Afinal, o grupo que se apresentaria no Auditório Araújo Viana, na Redenção, era formado por integrantes de bandas do primeiro escalão do Rock Brazuka – o baixista Rodrigo Santos, do Barão Vermelho, e o baterista João Barone, do Paralamas do Sucesso -, e um dos membros fundadores do próprio “The Police”, o guitarrista Andy Summers.

Um cover de luxo, pode se dizer, mas ainda assim um cover. E quando se tem um cover, a comparação com o original é inevitável.

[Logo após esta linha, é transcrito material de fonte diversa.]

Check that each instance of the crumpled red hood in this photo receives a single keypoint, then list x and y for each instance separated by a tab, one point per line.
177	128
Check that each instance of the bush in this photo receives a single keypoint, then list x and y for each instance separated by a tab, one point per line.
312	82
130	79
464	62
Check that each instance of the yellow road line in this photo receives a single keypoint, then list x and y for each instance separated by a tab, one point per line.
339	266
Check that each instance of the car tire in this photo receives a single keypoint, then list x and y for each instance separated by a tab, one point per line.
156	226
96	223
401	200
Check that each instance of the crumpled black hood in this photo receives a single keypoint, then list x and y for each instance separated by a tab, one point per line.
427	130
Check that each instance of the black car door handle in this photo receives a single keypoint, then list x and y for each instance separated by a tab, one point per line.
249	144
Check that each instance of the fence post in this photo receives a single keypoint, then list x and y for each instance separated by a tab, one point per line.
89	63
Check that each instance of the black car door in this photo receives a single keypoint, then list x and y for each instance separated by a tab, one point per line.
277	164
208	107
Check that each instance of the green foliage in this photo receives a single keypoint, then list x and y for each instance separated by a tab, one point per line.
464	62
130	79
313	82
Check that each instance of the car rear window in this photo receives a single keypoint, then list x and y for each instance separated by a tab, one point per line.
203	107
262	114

Será que eles estariam à altura do lendário trio que surgira no final dos anos 70, encantando o mundo com sua mescla de punk, reggae, rock e jazz?

Apagaram-se as luzes, rolou uma breve gravação de um pot-pourri de canções com referências à police – como, por exemplo, “Police and Thieves”, na versão do Clash -, e, atendendo ao chamado, a banda entrou tocando a vibrante Synchronicity II, sem aparatos tecnológicos, telões ou músicos de apoio; apenas o power trio, na essência, como era o “The Police”.

A primeira impressão foi de estranhamento, observação, julgamento. Aos poucos, entretanto, deu pra sentir que havia honestidade na proposta.

Não há dúvida que João Barone é um grande baterista e não se pode negar que o “Paralamas”, ao menos no início, se inspirou muito no “Police”. Assim que alguns truques, rolos e levadas “copelandianos” brotaram naturalmente das baquetas de Barone, que tocou numa Tama cujo bumbo tricolor referenciava a capa do álbum “Synchronicity”. Enfim, o cara mostrou que “conhece o riscado”.

Para Rodrigo Santos tocou o desafio mais íngreme: substituir o insubstituível Sting – a voz, o rosto, o baixo, talvez a alma do Police. E, guardadas as devidas proporções, o cara deu conta do recado. Conseguiu sincronizar bem o baixo – econômico, mas pulsante – com os vocais. Por vezes, se fechássemos os olhos, parecíamos estar ouvindo o próprio Sting, tamanha a semelhança de timbre da voz. Com boa vontade, aliás, até de olhos abertos, já que Rodrigo vestia uma camisa preta justa, gola em “V”, e um boné retrô, bem ao estilo Sting.

Numa merecida reverência àquele que representava a história viva do Police, a cozinha abriu bastante espaço para solos e improvisos de Andy Summers que justificaram o posto de 85º melhor guitarrista de todos os tempos a ele atribuído pela revista Rolling Stone. Mas, cá pra nós, se houve alguns poucos titubeios durante o espetáculo, foram mais da parte de Summers do que de seus parceiros brazukas.

O repertório foi escolhido com precisão. Houve canções dos cinco álbuns do Police, algumas menos conhecidas, tais como Tea in the Sahara (uma de minhas prediletas), Bring on the Night e Hole in my Life, e, obviamente, não faltaram grandes sucessos como Roxanne, Message in a Botlle e I Can´t Stand Losing You, entre outros.

Afinal de contas, o público queria mesmo era dançar e cantar o refrão “So lonely, so lonely”, no ritmo pulsante dessa pérola que mescla ska e rock na medida certa; fazer o clássico coro com os braços pra cima na maravilhosa balada “Every Breath You Take” e repetir os consagrados “iô iô iôs” no bis apoteótico de “Every Little Thing She Does It´s magic”. E assim o fez com muita alegria e deslumbramento.

Um legado musical dessa envergadura certamente já foi, é e será revisitado por muitas bandas, em muitos lugares e por muito tempo. Um legado musical dessa envergadura permite que Andy Summers, aos  75 anos de idade, continue na estrada numa improvável (se voltássemos no tempo uns 30 anos atrás) parceria com a nata do Rock Brasileiro.

É claro que, diante de certa timidez de Summers, que fez recair sobre Rodrigo Santos a tarefa de interlocução com a plateia, sentiu-se um pouco a falta do carisma de Sting. Ainda assim, saí do espetáculo com a convicção de que a alma do “The Police” nunca fora o gigante Sting, o furacão Copeland ou o criativo Summers. A ALMA do “The Police” são suas CANÇÕES.

A obra que se desprende de seu criador e ganha vida própria, tornando-se livre para viajar infinitamente no tempo e espaço sob os mais variados formatos.